Der im …. geborene Kläger war als Selbstständiger vom 02.01.2016 bis 31.01.2020 bei den Beklagten freiwillig kranken- und pflegeversichert. Seit 01.02.2020 ist er aufgrund einer versicherungspflichtigen Beschäftigung pflichtversichertes Mitglied der Beklagten.
Aufgrund seiner Einkommenserklärung vom 22.08.2017, wonach er ein jährliches Einkommen aus selbständiger Tätigkeit i.H.v. 15.000 € erzielt, setzten die Beklagten mit Bescheid vom 20.12.2017 die von ihm ab 01.01.2018 zur GKV und zur sPV zu leistenden Beiträge auf der Grundlage der Mindestbemessungsgrundlage auf insgesamt monatlich 267,20 € fest. Der Bescheid enthielt den Hinweis, dass es sich um eine vorläufige Beitragsfestsetzung handelt unter dem Vorbehalt der Neuberechnung und Änderung, bis ein aktueller Einkommensteuerbescheid für das jeweilige Jahr vorliegt.
Als Anlage war diesem Bescheid ein Informationsblatt beigefügt, das u.a. den Hinweis enthielt, um die Beiträge für das Jahr 2018 endgültig festzusetzen, müsse der Einkommensteuerbescheid 2018 bis spätestens 31.12.2021 eingereicht werden. Sei dies nicht der Fall, würden nach diesem Zeitpunkt die Beiträge in Höhe der Bemessungsgrenze berechnet. Weiter enthielt dieses Informationsblatt folgenden wörtlichen Hinweis: „Wichtig für Sie: Bitte reichen Sie auch weiterhin Ihren Einkommensteuerbescheid umgehend ein, sobald Sie diesen vom Finanzamt erhalten.“
Mit Bescheid vom 24.09.2018 wurden dann ab 01.10.2018 die Beiträge zur GKV und zur sPV auf monatlich insgesamt 776,59 € monatlich auf Grundlage der Beitragsbemessungsgrenze für das Jahr 2018 (4.425,00 € monatlich) festgesetzt, da die angeforderte Einkommenserklärung nicht vorgelegt worden sei. Diesem Bescheid war ebenfalls in der Anlage das dem Bescheid vom 20.12.2017 beigefügte Informationsblatt beigefügt.
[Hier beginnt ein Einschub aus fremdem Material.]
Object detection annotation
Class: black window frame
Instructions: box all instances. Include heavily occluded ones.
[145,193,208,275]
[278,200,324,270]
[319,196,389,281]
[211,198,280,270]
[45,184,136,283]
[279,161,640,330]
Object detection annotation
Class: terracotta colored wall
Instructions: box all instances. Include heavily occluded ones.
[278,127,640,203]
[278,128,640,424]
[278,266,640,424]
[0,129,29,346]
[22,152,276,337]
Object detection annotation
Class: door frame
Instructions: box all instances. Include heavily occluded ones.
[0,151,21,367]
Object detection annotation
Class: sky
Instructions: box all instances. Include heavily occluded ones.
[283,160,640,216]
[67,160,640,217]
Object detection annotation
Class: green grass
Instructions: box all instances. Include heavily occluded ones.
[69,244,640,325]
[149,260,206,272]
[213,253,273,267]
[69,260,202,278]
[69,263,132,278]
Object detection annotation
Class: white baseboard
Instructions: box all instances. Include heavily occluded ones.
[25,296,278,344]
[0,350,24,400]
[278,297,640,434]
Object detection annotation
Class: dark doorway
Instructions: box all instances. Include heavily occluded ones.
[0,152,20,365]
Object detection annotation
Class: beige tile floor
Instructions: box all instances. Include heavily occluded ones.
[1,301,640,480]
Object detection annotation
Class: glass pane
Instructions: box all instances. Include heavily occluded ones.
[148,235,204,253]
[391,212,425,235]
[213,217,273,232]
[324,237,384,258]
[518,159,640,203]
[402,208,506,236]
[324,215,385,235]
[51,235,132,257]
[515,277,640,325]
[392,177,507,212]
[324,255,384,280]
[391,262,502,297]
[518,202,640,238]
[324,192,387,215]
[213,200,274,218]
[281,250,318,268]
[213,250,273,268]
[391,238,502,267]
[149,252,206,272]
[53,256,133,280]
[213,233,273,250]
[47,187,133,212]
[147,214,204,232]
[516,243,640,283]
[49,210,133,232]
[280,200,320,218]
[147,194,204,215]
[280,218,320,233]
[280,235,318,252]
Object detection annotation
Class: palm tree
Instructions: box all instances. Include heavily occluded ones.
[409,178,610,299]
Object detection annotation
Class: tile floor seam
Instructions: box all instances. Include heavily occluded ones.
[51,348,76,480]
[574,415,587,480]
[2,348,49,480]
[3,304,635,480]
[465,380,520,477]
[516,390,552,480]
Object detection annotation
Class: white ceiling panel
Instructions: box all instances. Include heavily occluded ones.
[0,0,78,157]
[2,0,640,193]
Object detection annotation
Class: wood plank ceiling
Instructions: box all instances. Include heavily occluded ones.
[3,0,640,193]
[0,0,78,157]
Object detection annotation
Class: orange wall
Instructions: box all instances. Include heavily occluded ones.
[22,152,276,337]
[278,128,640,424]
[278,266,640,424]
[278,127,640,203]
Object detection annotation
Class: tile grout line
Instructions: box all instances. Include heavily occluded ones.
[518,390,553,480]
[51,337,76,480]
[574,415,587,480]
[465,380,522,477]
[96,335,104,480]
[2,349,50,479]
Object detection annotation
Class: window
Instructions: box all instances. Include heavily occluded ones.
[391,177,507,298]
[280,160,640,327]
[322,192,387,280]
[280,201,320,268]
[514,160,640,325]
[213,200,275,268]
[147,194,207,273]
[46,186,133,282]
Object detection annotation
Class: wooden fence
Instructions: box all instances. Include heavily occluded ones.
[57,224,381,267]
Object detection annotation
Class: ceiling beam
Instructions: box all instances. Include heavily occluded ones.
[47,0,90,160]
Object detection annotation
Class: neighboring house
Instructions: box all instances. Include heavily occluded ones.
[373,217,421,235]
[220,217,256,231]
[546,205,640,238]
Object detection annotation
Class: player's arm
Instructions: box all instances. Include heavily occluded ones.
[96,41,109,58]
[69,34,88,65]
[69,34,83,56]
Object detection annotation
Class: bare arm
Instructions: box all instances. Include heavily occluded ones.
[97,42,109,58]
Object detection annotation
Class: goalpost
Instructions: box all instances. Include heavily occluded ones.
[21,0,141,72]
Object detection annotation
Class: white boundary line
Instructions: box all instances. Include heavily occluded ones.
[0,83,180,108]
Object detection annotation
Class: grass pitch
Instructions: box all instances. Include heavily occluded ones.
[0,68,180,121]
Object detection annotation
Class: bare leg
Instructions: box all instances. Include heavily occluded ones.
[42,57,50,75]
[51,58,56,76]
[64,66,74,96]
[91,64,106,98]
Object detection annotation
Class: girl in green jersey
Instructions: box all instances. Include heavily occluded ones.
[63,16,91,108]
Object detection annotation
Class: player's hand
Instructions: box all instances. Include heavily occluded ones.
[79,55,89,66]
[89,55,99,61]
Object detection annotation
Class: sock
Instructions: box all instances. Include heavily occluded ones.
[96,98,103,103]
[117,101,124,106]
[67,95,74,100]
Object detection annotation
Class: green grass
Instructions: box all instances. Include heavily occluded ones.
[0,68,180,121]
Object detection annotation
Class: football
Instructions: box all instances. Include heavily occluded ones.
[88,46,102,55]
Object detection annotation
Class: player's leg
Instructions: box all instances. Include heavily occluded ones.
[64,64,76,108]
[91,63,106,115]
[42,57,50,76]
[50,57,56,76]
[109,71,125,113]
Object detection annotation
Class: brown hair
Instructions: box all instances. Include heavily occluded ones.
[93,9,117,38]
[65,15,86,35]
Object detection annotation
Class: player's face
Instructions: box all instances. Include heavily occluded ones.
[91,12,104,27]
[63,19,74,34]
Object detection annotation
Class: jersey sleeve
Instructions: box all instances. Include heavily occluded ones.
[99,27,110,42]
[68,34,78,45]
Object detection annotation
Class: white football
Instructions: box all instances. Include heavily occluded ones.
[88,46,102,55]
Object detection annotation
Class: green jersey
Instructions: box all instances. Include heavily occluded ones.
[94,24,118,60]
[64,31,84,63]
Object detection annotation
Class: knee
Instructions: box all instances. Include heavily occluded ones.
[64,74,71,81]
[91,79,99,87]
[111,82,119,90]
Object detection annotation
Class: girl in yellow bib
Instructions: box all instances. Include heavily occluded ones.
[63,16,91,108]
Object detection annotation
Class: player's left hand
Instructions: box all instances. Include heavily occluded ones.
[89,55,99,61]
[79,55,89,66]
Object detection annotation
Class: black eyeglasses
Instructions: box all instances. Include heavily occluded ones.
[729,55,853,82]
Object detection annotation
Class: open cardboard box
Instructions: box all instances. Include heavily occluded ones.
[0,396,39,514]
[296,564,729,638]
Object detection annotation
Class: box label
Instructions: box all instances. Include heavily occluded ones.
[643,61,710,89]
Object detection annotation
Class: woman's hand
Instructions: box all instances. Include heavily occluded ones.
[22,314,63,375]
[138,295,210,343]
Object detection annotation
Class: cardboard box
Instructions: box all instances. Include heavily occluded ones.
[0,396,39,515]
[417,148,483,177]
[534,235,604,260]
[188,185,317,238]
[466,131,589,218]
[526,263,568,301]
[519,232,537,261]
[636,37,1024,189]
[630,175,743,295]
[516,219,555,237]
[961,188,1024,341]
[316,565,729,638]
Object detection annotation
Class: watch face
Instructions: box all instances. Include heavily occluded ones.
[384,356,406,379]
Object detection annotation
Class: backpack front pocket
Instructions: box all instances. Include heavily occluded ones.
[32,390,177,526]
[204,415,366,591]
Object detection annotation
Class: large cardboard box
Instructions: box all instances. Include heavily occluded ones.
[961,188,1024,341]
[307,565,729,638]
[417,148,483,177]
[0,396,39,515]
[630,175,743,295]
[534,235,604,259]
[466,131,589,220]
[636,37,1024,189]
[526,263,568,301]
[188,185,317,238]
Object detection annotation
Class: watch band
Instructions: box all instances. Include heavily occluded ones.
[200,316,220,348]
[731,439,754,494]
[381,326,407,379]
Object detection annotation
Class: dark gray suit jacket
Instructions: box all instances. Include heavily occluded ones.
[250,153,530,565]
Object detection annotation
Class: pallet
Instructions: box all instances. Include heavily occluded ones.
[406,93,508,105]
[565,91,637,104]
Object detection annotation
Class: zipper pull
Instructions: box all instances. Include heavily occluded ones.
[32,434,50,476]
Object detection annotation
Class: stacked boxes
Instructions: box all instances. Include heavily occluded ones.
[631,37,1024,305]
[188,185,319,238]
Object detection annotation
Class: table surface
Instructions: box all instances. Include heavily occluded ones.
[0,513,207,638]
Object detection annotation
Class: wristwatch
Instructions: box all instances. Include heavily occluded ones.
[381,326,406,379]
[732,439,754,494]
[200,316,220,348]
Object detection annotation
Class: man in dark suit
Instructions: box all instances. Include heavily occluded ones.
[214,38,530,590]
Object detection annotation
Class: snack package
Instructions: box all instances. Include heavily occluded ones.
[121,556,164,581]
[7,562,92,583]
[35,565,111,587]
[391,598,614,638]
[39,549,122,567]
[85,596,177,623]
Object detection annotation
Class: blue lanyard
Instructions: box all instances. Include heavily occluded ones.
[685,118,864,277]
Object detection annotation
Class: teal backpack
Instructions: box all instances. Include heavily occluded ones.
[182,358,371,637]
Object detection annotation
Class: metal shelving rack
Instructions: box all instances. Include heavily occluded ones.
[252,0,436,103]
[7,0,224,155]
Nach Vorlage des vom 18.07.2018 datierenden Einkommensteuerbescheides 2016 wurden von den Beklagten mit Bescheid vom 08.11.2019 unter Aufhebung u.a. des Bescheides vom 24.09.2018 die vom Kläger zu leistenden Beiträge ab 01.10.2018 zur GKV und zur sPV auf monatlich 267,20 € vorläufig festgesetzt. Auch diesem Bescheid war ebenfalls in der Anlage das dem Bescheid vom 20.12.2017 beigefügte Informationsblatt beigefügt.
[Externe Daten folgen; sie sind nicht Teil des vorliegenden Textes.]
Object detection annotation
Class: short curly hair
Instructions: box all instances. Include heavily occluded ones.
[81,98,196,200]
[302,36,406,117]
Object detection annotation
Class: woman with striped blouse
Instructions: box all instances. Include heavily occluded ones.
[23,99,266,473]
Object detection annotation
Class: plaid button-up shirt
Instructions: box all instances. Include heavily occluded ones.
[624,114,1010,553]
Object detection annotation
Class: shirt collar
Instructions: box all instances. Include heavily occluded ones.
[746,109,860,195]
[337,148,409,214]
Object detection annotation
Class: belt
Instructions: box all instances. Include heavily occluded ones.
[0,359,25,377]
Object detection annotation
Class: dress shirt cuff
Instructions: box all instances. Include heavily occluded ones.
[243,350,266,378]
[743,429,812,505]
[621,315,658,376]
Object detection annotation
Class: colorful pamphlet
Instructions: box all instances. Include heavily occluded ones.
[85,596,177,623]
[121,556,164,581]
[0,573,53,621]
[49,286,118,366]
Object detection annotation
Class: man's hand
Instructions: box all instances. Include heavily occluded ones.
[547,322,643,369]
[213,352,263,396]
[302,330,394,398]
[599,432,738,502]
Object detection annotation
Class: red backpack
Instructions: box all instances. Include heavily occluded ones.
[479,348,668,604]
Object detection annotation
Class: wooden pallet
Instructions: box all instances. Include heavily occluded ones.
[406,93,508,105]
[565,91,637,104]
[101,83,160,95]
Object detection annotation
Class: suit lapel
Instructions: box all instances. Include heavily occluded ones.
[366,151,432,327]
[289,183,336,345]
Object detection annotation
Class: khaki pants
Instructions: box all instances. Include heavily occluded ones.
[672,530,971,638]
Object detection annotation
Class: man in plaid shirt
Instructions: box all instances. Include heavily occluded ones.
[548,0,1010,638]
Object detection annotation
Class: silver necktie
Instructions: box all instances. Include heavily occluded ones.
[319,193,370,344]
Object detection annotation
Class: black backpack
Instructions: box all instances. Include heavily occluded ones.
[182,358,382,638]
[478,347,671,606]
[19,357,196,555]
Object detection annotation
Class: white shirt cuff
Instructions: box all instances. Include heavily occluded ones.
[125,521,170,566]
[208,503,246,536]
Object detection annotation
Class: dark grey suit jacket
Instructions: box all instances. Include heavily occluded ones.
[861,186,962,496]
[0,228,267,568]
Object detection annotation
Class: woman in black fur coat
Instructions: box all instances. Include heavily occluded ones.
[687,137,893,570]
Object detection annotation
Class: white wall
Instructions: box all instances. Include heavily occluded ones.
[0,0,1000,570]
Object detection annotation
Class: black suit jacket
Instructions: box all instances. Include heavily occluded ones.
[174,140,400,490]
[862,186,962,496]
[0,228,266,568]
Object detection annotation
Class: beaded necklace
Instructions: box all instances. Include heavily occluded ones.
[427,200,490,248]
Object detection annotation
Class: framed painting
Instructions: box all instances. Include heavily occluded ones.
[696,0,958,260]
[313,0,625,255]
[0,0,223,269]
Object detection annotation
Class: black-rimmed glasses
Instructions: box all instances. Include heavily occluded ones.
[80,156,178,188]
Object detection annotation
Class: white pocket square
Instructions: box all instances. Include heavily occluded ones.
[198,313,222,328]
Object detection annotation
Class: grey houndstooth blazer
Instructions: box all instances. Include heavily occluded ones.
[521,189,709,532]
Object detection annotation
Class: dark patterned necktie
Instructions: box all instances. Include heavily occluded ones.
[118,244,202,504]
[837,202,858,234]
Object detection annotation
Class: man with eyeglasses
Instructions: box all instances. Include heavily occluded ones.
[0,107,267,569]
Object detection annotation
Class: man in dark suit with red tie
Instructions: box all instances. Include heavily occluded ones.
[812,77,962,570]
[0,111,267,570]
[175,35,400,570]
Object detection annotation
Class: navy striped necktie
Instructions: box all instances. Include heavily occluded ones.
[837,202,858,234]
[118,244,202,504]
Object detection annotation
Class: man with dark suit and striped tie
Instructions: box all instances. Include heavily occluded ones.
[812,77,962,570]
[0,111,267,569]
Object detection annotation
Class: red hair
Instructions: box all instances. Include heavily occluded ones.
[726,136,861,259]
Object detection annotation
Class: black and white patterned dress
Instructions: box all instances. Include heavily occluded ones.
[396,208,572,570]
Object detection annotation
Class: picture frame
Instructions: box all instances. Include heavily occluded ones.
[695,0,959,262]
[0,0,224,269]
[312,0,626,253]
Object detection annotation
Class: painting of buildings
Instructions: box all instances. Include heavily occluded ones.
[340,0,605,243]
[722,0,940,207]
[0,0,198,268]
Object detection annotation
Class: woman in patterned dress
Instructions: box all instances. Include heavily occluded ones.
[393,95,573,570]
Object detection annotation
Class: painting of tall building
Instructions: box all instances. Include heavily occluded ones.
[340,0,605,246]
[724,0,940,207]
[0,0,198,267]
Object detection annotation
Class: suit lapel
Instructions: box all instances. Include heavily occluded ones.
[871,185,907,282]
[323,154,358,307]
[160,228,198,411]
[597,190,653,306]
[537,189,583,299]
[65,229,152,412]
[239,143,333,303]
Mit Schreiben vom 20.09.2021 wiesen die Beklagten den Kläger darauf hin, dass noch sein Einkommensteuerbescheid für das Jahr 2018 fehlt. Er wurde gebeten, eine Kopie des Einkommensteuerbescheides bis zum 15.10.2021 zu übersenden. Weiter enthielt dieses Schreiben folgenden wörtlichen Hinweis: „Andernfalls verpflichtet uns der Gesetzgeber, Ihren Beitrag nach Ablauf der Dreijahresfrist auf der Grundlage der monatlichen Beitragsbemessungsgrenze (im Jahr 2018 4.425,00 Euro) festzulegen. Uns ist wichtig, dass Ihnen keine Nachteile entstehen. Bitte beachten Sie: Eine rückwirkende Beitragskorrektur für das Jahr 2018 ist nur bei Eingang der Unterlagen bis 31.12.2021 möglich.“
Die Beklagten setzten dann mit drei Bescheiden vom 23.06.2022 die für den Zeitraum vom 01.01.2018 bis 31.07.2018, für den Zeitraum vom 01.08.2018 bis 30.09.2018 und für den Zeitraum vom 01.10.2018 bis 31.12.2018 vom Kläger zu leistenden Beiträge zur GKV und zur sPV jeweils auf der Grundlage der monatlichen Beitragsbemessungsgrenze von 4.425,00 € auf monatlich insgesamt jeweils 776,59 € endgültig fest, da der Einkommensteuerbescheid 2018 nicht vorgelegt worden sei. Es bestünden Nachforderungen i.H.v. 3.565,73 € für den Zeitraum vom 01.01. bis 31.07.2018, i.H.v. 1.018,78 € für den Zeitraum vom 01.08. bis 30.09.2018 und i.H.v. 1.528,17 € für den Zeitraum vom 01.10. bis 31.12.2018.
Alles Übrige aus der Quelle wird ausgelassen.